The Local Planning Commission: Still Hindering Progress Toward Walkability
In the movement for sustainable transportation, it’s often the sexy stories that monopolize our attention: crazy anti-transit politicians, re-imagining streets for safer biking and walking, potential freeway teardowns.
But a lot of the time, when livability and active transportation come under assault, it’s in rather mundane circumstances. As this example from suburban Atlanta goes to show, some of the most consequential battlegrounds are still the local planning commissions and zoning boards.
Network blog Decatur Metro offers the case of the Decatur City Commission’s consideration of a new ordinance to allow family daycares on two major thoroughfares. Watch how quickly and ruthlessly the value of walkability is undermined, on the grounds of neighbors’ imagined complaints:
The issue at hand is the lot size requirement in the proposed ordinance, because while the state regulates 35 square feet per child of indoor space, there is no outdoor requirement. In response to an unrecorded question from commission member Scott Doyon, [Planning Director Amanda] Thompson explained that she had recommended a 10,000 square foot lot size “because it would allow an adequate play space as well as a buffer between neighboring properties.”
Mr.

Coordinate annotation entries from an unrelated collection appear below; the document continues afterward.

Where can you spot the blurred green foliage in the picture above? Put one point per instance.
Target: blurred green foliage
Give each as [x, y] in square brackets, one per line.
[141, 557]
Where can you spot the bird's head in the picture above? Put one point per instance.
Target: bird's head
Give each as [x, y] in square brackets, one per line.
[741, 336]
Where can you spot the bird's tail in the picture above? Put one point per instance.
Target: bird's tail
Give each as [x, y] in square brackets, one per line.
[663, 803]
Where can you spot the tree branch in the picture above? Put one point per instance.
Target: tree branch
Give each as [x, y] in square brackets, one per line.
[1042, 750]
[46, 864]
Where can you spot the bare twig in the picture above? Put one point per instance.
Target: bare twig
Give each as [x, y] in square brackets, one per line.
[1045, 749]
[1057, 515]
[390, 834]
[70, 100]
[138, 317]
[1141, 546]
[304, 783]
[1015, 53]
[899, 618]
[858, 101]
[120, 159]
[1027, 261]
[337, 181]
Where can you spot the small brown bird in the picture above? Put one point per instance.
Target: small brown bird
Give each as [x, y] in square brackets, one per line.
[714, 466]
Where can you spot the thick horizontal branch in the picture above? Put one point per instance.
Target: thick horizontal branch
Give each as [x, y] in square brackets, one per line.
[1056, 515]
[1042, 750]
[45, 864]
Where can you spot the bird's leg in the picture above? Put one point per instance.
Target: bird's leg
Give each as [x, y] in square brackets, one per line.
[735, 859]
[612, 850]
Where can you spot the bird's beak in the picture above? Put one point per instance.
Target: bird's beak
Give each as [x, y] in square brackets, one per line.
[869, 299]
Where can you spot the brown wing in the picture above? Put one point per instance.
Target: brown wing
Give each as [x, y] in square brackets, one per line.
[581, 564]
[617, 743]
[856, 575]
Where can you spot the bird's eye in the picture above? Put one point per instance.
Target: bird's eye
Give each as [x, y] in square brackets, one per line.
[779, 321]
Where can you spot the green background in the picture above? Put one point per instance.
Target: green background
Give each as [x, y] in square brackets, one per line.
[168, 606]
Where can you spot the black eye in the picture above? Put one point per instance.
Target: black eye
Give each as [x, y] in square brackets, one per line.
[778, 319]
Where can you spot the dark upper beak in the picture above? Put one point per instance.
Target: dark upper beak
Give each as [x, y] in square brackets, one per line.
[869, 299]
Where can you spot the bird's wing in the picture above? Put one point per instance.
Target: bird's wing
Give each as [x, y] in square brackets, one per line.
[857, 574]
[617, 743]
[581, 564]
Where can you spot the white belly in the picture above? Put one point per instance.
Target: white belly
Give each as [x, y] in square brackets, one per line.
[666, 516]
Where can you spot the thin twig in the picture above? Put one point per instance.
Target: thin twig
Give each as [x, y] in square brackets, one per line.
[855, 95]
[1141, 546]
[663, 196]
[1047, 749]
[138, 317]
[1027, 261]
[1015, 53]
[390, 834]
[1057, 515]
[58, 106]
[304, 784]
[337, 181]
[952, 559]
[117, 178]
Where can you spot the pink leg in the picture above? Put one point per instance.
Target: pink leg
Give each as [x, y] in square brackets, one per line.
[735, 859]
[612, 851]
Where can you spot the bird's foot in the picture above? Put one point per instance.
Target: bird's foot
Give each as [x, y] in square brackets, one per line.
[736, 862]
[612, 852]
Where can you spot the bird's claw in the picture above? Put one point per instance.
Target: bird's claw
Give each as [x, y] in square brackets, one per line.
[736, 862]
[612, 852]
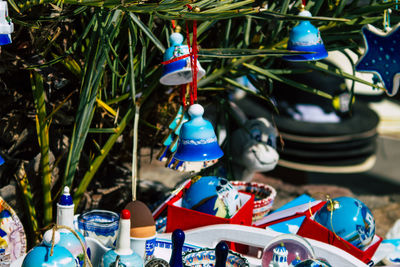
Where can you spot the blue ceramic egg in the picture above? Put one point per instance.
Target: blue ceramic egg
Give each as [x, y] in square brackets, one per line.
[40, 256]
[212, 195]
[350, 219]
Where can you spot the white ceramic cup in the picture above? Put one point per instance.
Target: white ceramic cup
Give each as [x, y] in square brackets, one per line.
[144, 246]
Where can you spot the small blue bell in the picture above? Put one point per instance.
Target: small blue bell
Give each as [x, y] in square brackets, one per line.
[180, 71]
[305, 37]
[41, 256]
[197, 139]
[6, 26]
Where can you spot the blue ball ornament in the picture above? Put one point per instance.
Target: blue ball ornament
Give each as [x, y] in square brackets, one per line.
[348, 218]
[212, 195]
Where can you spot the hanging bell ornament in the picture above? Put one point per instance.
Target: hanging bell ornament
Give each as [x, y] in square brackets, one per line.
[6, 26]
[197, 139]
[178, 72]
[305, 37]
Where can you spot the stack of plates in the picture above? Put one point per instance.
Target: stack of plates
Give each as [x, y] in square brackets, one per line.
[345, 146]
[316, 136]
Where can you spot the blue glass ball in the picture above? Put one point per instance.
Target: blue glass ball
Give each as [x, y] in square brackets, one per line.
[313, 263]
[350, 219]
[212, 195]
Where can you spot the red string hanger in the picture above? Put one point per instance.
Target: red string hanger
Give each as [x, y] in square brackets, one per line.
[192, 65]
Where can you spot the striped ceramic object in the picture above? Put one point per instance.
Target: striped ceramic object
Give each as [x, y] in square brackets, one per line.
[264, 196]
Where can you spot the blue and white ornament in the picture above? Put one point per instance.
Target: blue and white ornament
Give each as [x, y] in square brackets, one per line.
[180, 71]
[350, 219]
[197, 139]
[212, 195]
[41, 255]
[305, 37]
[6, 26]
[382, 56]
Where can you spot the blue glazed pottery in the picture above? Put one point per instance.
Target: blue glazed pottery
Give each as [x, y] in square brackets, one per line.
[305, 37]
[212, 195]
[6, 26]
[350, 219]
[382, 56]
[65, 217]
[40, 256]
[101, 225]
[286, 250]
[312, 263]
[208, 257]
[178, 72]
[197, 139]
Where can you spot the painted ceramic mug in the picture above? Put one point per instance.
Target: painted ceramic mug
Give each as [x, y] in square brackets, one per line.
[101, 225]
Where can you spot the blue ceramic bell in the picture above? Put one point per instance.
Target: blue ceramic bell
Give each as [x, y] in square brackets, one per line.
[197, 139]
[123, 255]
[41, 255]
[305, 37]
[65, 217]
[180, 71]
[6, 26]
[350, 219]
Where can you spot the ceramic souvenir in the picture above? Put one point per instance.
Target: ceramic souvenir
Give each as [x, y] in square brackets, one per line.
[264, 196]
[313, 263]
[41, 256]
[286, 251]
[177, 239]
[65, 217]
[197, 139]
[212, 195]
[6, 26]
[122, 254]
[178, 72]
[382, 56]
[207, 257]
[305, 37]
[101, 225]
[12, 235]
[143, 229]
[349, 218]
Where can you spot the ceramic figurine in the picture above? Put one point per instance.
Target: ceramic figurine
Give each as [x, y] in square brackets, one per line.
[313, 263]
[212, 195]
[197, 139]
[221, 254]
[122, 254]
[41, 256]
[286, 250]
[280, 257]
[350, 219]
[178, 238]
[180, 71]
[306, 37]
[257, 149]
[65, 216]
[6, 26]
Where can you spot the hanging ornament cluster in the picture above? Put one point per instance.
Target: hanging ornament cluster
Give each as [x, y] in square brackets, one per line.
[191, 144]
[6, 26]
[382, 55]
[305, 37]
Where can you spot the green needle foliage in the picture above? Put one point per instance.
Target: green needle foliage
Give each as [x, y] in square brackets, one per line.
[110, 52]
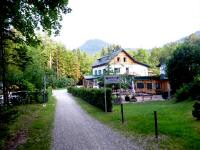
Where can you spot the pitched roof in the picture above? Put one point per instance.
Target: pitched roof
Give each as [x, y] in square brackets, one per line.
[107, 58]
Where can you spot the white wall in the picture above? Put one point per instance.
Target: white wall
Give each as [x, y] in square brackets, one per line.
[135, 69]
[163, 68]
[99, 68]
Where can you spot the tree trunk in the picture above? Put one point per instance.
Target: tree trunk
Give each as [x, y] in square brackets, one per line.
[3, 74]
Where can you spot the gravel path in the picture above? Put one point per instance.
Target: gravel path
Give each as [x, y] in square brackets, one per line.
[74, 129]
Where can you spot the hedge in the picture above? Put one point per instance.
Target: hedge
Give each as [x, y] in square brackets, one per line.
[93, 96]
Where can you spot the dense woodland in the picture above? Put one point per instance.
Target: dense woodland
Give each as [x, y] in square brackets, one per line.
[50, 63]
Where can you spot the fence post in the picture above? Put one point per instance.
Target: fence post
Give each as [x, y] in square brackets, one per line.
[122, 113]
[156, 124]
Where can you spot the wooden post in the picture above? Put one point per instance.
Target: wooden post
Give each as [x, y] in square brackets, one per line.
[122, 113]
[156, 124]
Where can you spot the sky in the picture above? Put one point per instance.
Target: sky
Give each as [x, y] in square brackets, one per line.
[129, 23]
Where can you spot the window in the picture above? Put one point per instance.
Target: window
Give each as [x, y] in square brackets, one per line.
[149, 85]
[140, 85]
[127, 70]
[99, 72]
[117, 70]
[95, 72]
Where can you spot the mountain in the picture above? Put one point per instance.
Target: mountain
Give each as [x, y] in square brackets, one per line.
[93, 46]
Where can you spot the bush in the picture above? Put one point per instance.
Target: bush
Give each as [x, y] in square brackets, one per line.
[183, 93]
[196, 111]
[94, 96]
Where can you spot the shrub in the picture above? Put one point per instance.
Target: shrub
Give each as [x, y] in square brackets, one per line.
[93, 96]
[196, 111]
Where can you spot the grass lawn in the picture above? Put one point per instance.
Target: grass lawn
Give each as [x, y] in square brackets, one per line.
[32, 128]
[177, 128]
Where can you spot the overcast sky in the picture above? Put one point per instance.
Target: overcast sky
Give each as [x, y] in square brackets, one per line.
[130, 23]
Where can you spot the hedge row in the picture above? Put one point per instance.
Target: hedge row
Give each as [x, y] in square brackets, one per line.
[93, 96]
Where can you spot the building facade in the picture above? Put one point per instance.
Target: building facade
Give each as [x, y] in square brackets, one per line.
[119, 62]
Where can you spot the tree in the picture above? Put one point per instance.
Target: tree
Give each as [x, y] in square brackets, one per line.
[142, 55]
[184, 66]
[25, 16]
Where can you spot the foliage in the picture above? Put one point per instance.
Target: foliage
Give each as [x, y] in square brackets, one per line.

Doyon responded by suggesting an “incremental lot size requirement based on the size of the lot” and “stated that residents who live in neighborhoods with smaller lots would appreciate being able to walk to a family day care and that requiring a larger lot size would prevent this use from being established in most Decatur neighborhoods.”
However, no one else on the commission agreed with Mr. Doyon and the amendment passed with the 10,000 lot size requirement included.
It’s in instances like this one where the attention of citizen bloggers can be so crucial in highlighting the well-intentioned but ultimately insidious decisions of ill-informed public servants. In daycare-starved Decatur, this is one more barrier to walking and inducement to drive.
Also on the Network today: KCBike.info congratulates the city of Independence, Missouri on its new anti-harassment law protecting cyclists, walkers and wheelchair users. The Bike Sharing Blog discusses the long road that led to DC’s bike sharing program, which made its debut yesterday. Cyclelicious remarks on Santa Rosa, California’s installation of a bike-activated beacon warning motorists of the presence of cyclists.